« La lumière est dans le livre. Ouvrez le livre tout grand. Laissez-le rayonner, laissez-le faire. »
Victor Hugo
(Extrait du Discours d'ouverture du congrès littéraire, 1878)

Journée à la plage


     Malia courait entre les cabines de bain en toile huilée sur le sable. Elle traînait derrière elle un petit cerf-volant en forme de diamant au bout duquel un ruban bleu cyan serpentait. Le vent ne soufflait pas assez fort et la petite fille de cinq ans s'obstinait à le faire s'envoler. Son père, Gabriel Galudra, lui avait fabriqué pour son anniversaire et elle avait attendu les vacances estivales à Granville pour s'en servir. Une brise s'engouffra par la Tranchée aux Anglais au moment où Malia s'approcha de la cale qui descendait à la mer. La ficelle se tendit et le cerf-volant prit de l'altitude. Des cris de joie se firent entendre sur la plage.

– Père ! Père ! Regardez ! Il vole... ça y est, il vole !!!
– Mademoiselle Malia, revenez par ici. Monsieur votre Père ne peut pas le voir.
– Mais Augustine, il est haut dans le ciel.

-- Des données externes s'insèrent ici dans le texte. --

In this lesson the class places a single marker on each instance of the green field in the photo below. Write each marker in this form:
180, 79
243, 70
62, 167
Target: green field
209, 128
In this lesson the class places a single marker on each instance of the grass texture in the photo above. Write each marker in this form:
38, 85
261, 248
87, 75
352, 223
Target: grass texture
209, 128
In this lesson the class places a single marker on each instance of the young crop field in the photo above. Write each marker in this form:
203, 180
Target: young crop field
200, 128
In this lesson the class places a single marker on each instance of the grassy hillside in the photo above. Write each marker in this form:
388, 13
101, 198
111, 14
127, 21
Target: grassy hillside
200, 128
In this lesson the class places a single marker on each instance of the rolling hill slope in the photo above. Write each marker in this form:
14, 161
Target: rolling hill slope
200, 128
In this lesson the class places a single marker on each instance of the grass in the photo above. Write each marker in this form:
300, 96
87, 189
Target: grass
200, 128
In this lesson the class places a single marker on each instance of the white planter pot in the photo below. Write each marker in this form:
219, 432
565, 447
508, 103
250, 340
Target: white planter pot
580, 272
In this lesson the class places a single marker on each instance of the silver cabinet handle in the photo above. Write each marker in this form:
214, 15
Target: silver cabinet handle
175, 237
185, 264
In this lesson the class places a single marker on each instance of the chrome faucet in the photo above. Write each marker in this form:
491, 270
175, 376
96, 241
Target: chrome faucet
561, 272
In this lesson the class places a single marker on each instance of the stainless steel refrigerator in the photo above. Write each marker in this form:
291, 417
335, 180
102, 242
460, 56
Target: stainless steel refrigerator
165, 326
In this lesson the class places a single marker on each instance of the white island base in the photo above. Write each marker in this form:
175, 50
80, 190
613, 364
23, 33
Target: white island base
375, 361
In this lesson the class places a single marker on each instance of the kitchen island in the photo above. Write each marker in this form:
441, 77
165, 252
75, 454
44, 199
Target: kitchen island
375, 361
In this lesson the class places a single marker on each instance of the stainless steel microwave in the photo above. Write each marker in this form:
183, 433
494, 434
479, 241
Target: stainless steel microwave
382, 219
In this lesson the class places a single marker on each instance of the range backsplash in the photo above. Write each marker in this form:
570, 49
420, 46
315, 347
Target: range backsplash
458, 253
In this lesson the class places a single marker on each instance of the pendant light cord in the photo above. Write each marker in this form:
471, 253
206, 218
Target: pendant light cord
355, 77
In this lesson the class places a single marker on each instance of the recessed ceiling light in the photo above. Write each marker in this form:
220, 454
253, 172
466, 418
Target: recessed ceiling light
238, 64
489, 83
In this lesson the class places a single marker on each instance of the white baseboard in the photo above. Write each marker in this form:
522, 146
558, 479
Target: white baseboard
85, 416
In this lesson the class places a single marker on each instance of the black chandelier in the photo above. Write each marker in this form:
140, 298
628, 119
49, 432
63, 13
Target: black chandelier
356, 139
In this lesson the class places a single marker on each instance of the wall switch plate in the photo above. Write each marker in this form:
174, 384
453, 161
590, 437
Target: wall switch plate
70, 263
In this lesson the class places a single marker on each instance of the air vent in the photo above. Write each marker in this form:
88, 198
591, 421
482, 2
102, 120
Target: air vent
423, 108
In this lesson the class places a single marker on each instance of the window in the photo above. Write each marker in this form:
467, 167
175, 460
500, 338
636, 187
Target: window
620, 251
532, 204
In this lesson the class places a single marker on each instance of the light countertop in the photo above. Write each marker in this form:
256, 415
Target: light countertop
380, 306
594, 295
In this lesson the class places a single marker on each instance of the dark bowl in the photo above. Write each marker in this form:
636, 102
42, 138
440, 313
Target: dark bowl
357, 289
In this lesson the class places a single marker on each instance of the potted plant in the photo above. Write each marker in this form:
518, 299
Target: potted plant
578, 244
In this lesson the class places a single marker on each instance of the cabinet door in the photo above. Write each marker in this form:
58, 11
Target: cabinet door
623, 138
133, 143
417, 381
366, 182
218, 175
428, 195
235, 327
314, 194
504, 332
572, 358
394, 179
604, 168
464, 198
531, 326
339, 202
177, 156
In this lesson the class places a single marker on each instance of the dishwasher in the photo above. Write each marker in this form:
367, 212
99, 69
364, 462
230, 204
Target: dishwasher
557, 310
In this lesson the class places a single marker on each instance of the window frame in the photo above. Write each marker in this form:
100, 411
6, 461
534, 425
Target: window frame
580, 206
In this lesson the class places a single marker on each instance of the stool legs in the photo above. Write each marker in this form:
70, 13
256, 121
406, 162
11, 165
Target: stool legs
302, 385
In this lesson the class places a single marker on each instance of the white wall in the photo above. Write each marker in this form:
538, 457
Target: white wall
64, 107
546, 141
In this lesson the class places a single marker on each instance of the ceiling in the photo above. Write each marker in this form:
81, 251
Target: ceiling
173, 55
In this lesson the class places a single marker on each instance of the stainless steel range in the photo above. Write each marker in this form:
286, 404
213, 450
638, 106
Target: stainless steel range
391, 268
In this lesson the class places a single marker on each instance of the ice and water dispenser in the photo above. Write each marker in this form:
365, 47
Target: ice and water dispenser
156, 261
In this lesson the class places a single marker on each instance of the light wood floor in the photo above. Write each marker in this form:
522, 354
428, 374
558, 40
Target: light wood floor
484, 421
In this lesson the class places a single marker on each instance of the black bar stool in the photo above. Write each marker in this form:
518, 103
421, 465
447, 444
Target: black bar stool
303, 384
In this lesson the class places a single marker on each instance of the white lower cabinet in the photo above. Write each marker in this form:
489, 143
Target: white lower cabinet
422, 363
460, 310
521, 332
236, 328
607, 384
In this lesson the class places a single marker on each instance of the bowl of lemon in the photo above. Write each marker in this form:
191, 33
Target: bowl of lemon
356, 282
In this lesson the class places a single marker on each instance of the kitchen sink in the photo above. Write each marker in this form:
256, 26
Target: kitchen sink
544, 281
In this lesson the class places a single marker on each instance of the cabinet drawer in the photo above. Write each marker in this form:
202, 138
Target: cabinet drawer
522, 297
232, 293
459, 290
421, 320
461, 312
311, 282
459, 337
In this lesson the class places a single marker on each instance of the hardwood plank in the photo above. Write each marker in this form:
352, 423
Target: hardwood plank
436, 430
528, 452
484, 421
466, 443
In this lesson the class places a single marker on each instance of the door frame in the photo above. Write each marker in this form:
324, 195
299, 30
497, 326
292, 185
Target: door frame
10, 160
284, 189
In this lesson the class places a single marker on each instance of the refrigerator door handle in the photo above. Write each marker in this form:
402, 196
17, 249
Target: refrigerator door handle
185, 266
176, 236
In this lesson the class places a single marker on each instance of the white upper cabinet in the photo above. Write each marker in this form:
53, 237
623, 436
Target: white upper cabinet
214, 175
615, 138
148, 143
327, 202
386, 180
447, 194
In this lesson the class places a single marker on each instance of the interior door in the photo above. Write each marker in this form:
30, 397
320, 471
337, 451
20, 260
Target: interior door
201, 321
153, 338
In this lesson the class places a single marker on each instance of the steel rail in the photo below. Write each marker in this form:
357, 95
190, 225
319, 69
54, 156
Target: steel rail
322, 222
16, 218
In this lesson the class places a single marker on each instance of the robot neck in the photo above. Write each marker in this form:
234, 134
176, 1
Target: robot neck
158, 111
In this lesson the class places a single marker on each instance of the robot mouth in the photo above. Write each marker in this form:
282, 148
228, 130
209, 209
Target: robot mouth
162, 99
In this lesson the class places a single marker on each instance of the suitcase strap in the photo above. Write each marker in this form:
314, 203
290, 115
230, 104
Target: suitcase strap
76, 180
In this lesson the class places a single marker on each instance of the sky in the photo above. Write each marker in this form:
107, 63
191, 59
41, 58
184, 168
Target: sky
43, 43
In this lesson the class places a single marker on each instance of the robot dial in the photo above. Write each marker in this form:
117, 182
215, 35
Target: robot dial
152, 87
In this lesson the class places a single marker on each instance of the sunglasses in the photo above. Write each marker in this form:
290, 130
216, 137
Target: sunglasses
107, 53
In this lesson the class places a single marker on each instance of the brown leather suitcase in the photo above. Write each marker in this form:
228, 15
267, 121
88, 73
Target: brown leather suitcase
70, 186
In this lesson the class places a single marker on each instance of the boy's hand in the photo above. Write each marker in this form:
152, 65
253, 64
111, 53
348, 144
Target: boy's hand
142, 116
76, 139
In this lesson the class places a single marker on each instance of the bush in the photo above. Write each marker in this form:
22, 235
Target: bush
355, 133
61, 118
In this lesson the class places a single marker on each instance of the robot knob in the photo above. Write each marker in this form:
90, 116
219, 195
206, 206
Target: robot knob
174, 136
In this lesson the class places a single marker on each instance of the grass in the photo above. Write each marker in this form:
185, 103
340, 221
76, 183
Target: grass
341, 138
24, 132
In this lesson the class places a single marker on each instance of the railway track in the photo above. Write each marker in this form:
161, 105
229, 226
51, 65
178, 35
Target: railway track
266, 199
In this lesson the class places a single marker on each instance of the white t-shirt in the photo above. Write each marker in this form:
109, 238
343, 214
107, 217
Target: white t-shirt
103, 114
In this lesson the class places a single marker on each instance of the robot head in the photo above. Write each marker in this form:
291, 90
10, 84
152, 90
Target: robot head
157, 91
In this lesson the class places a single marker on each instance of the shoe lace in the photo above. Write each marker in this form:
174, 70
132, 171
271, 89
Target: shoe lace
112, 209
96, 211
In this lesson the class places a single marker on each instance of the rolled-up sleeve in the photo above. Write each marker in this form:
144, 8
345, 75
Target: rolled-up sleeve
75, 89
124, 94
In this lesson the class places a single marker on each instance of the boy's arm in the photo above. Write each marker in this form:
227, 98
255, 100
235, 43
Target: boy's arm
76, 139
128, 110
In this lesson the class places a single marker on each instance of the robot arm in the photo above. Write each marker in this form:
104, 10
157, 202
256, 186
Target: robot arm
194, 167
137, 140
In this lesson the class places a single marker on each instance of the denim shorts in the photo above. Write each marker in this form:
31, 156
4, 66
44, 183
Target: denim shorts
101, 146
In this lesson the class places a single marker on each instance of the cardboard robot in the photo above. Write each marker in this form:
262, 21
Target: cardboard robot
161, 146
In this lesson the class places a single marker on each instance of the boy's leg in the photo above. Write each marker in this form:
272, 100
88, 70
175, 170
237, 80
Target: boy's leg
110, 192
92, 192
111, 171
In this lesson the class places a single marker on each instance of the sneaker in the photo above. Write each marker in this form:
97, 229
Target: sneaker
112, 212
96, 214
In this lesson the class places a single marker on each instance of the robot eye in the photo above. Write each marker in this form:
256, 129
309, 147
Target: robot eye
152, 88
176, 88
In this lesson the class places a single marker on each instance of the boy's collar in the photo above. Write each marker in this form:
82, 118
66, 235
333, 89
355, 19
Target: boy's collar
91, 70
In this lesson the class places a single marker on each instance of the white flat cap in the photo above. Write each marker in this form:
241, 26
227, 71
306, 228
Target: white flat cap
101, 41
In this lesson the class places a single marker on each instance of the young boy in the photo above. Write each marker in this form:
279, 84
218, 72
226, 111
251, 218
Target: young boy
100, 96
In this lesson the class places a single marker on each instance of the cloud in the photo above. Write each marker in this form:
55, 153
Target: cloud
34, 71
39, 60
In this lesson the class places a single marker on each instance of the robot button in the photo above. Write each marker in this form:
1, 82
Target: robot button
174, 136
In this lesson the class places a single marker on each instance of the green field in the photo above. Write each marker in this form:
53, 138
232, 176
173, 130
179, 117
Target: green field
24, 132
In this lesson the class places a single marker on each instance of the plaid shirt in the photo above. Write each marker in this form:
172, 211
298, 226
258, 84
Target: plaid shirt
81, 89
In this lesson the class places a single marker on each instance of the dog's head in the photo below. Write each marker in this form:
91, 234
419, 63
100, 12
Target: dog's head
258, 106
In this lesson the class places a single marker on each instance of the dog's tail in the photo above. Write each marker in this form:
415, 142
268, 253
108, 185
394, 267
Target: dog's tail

Tout le monde peut le voir, rit-elle.

     Augustine Ghadir était la gouvernante de Malia depuis que Armance, la mère de la petite, était tombée malade. La jeune femme d'une vingtaine d'années, la suivait avec peine, sous le soleil de ce mois de juillet 1895 ; elle n'était pas très endurante et préférait les pâtisseries. Malia était obéissante et polie mais regorgeait de vitalité et de malice, d'intrépidité et de curiosité pour tout ce qui l'entourait. Et en cet instant, la seule chose qui occupait son esprit subtil était de montrer à son père que le cerf-volant avait pris le chemin des embruns. Elle avait compris, malgré son âge, d'où venait le courant d'air nécessaire, et qu'elle ne pouvait pas bouger sans faire chuter son écoufle.

– Augustine, allez chercher Père !
– Vous savez bien que je ne peux pas vous laisser seule...
– Vous n'aurez pas à le faire, la rassura le nouveau venu. Je vous libère, je vais m'occuper de Malia.
– Merci, Monsieur.

     La gouvernante salua Gabriel et embrassa la petite fille pour qui elle avait beaucoup d'affection. Malia piétinait d'impatience et attendait que l'homme lui porte toute son attention. Il s'approcha de sa fille et s'accroupit près d'elle.

La Tranchée aux Anglais 1886

– Père ! Vous le voyez ?
– Bien sûr ! Il anime le ciel. Tout le monde l'aperçoit, c'est assez rare d'en voir, tu le sais.
– Mère l'a vu ?

     Armance venait à Granville tous les étés depuis trois années pour les bains de mer. Le médecin qui la suivait à Paris lui avait conseillé le repos au grand air et vanté les vertus de l'eau salée sur la tonification du corps. La ligne de chemin de fer Paris-Granville avait conduit la famille Galudra dans ce port de pêche. Ils étaient descendus à l'Hôtel des Bains, à quelques dizaines de mètres de la plage du Plat Gousset, pour y passer le mois de juillet. Tous les jours, selon la marée, Gabriel accompagnait son épouse pour son immersion dans l'eau. Ensuite, si le temps y était propice, Armance restait sous une cabine de toile pour se sécher au soleil. Mais, aujourd'hui, malgré la chaleur très agréable et la douceur de l'air, elle était trop fatiguée pour rester sur la plage. Elle avait demandé à son époux de la raccompagner à leur chambre. Une fois endormie, Gabriel avait rejoint sa fille.


– Non, Malia ! Elle n'a pas eu cette chance.
– Mère dort ?
– Oui ! Tu lui montreras une autre fois... maintenant que tu sais le faire voler.
– C'est parce qu'ici, il y a du vent ! s'exclama-t-elle, oubliant aussitôt sa mère. Mais si je bouge, il va tomber. Ça vient de là ! expliqua-t-elle en pointant la Tranchée aux Anglais.

     La tranchée marquait le passage vers la plage et le casino en bois. Mais c'était surtout un véritable gouffre à air. L'endroit idéal pour qu'une petite fille y fasse voler son cerf-volant... et prenne froid en cette fin d'après-midi. Gabriel attrapa la ficelle de l'écoufle et aida Malia a enfilé un cardigan. Ils restèrent un moment à observer le cerf-volant dans le ciel, à le faire tourbillonner. Le ruban bleu cyan glissait dans l'air : il donnait le sourire aux personnes qui quittaient la plage, émerveillait les enfants qui passaient sur la passerelle, amusait les touristes assis à la terrasse du casino. Un moment de sérénité et d'insouciance entre Gabriel et sa fille.